By Finishing Fast you can gain confidence it is possible to run fast after more than a few miles in the bank.  These runs will also produce enough muscular tension that over the last few miles this will not be unknown territory on race day.

Progression Runs may be the most fun because there is no rule on how fast.  The only objective is to gradually get faster throughout the run.  These runs can turn a bad day into a good one because no matter how slow you felt at the beginning you were faster at the end.  

Learning the effort and rhythm of Goal Pace is best done by, you guessed it, running goal pace.  It is also a great training level because it is high end aerobic where the best return on effort is found.

If you are tired of seeing the same pavement or trail and need something new try a Point to Point.  Recently, my wife and some friends ran from our house to Eagle Creek Park and drove back in my car I left there while I ran with some friends back home.  Nice way to kill 20 miles.  It may take some planning and creativity but it feels somewhere between training and race day.

Even Long Runs should be used with most frequency and are the best when building distance especially for the first time.  Learning to run even and knowing how you should feel at any point in the run will pay off at any distance. 

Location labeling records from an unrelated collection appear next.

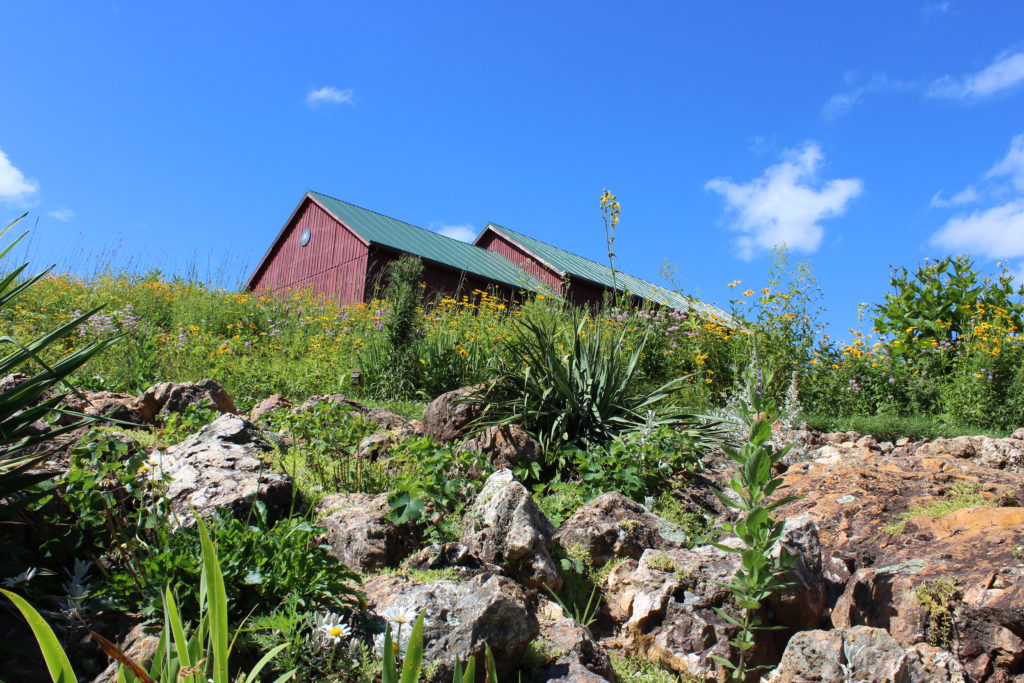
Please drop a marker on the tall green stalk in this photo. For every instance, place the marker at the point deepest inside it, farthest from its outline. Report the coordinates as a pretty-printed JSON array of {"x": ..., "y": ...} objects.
[{"x": 760, "y": 569}]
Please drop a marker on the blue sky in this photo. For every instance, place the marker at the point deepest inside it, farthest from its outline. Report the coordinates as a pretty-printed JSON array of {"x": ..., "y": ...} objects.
[{"x": 862, "y": 134}]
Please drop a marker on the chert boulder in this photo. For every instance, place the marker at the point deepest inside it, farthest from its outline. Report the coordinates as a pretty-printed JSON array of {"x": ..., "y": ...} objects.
[{"x": 504, "y": 526}]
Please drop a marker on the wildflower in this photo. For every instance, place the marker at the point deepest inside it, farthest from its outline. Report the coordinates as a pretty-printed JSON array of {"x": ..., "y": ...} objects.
[{"x": 333, "y": 630}]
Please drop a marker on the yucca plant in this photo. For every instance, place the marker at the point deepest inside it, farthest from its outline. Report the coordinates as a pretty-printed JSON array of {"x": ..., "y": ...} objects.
[
  {"x": 581, "y": 388},
  {"x": 180, "y": 657},
  {"x": 24, "y": 404}
]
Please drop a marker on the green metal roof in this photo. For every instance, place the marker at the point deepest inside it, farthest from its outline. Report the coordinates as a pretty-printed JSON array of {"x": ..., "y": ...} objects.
[
  {"x": 397, "y": 235},
  {"x": 579, "y": 266}
]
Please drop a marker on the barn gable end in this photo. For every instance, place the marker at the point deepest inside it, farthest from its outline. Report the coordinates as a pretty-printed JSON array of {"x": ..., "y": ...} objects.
[{"x": 332, "y": 263}]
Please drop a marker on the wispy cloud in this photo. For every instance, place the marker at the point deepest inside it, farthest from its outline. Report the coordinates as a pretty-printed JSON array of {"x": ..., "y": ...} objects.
[
  {"x": 940, "y": 7},
  {"x": 330, "y": 95},
  {"x": 785, "y": 205},
  {"x": 62, "y": 215},
  {"x": 465, "y": 232},
  {"x": 967, "y": 196},
  {"x": 1007, "y": 72},
  {"x": 1012, "y": 165},
  {"x": 841, "y": 103},
  {"x": 13, "y": 185},
  {"x": 996, "y": 230}
]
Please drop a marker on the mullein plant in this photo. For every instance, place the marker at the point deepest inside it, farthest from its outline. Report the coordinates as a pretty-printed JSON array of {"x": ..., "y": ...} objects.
[
  {"x": 201, "y": 656},
  {"x": 751, "y": 493}
]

Let’s face it.  Some days you start a long run and know it will be one of those where you are just Killin’ Time.  Come up with a fair pace estimate and just keep moving for that amount of time.  Usually, these are harder than they should be because the preceding week is still lingering in your legs but a good time to disassociate or socialize or whatever it takes to keep moving for the given time.  Ditch the GPS.  You don’t want to know!